I plan on documenting my experience here. However, before I do that I want to provide you a little background. I have been using CF pretty heavilly for the last 6+ years however I have never used one of the public/popular frameworks. No Fusebox, no Mach-II, no onTap, nothing. Well, nothing isn’t really true. What I have been using are two inhouse frameworks that work pretty well. The first is sort of like Fusebox (the oldest version) and was developed here back in 1999. The second is much heavier and provides a full API that various programs/datastores can plug into. Neither is anything like Model-Glue.

However, I have been interested in the various frameworks (Well, except for Fusebox) particularly Mach-II. When I first read about it I was very excited but my hectic work schedule has made a proper investigation and/or incorporation into a project nearly impossible. Today, however, I find myself unbillable. That means I have an opportunity for professional development and I have chosen to look at Model-Glue.

Why Model-Glue then instead of Mach-II? Well, quite frankly, Sean Corfield and ColdSpring. I think ColdSpring looks like an excellent project and I as a Java developer as well, I fully appreciate the newly integrated AOP work that has been done. Sean is a developer whose opinion on CF related matters I feel I can trust. He strikes me as a very knowledgable person about development in general and, more importantly, someone who isn’t afraid to say what he really thinks about something. His growing excitement for, and heightened opinion of, Model-Glue convinced me to check it out first.

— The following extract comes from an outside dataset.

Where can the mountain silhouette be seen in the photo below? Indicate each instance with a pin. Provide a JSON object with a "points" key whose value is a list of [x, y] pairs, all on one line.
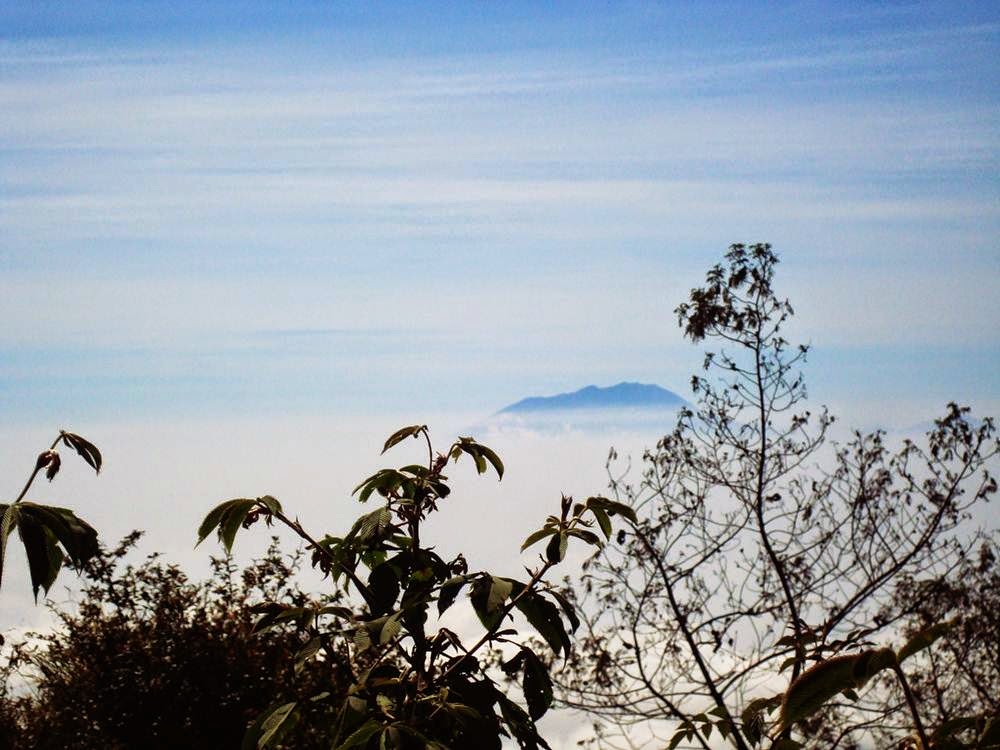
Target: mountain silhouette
{"points": [[623, 395]]}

My plan is to build a simple app with Model-Glue (MG) and then revamp it to utilize ColdSpring. I’m not particularly good at coming up with basic apps so I’m going to steal Seans idea, kind of, and build a Todo list application. Except I won’t have a persistence mechanism so all the Todo’s will disappear when the application is restarted.

If this goes smoothly, perhaps I will use M-G in the next project I have to do for a customer.

As I figure things out and discover useful tidbits I will be posting them here as well. In that vein I want to point you to Wayne Graham’s blog posting on ModelGlue.xml Entities. I have already updated my application template ModelGlue.xml file to incorporate this idea so that any future MG apps I write will have this idea included in the starting point.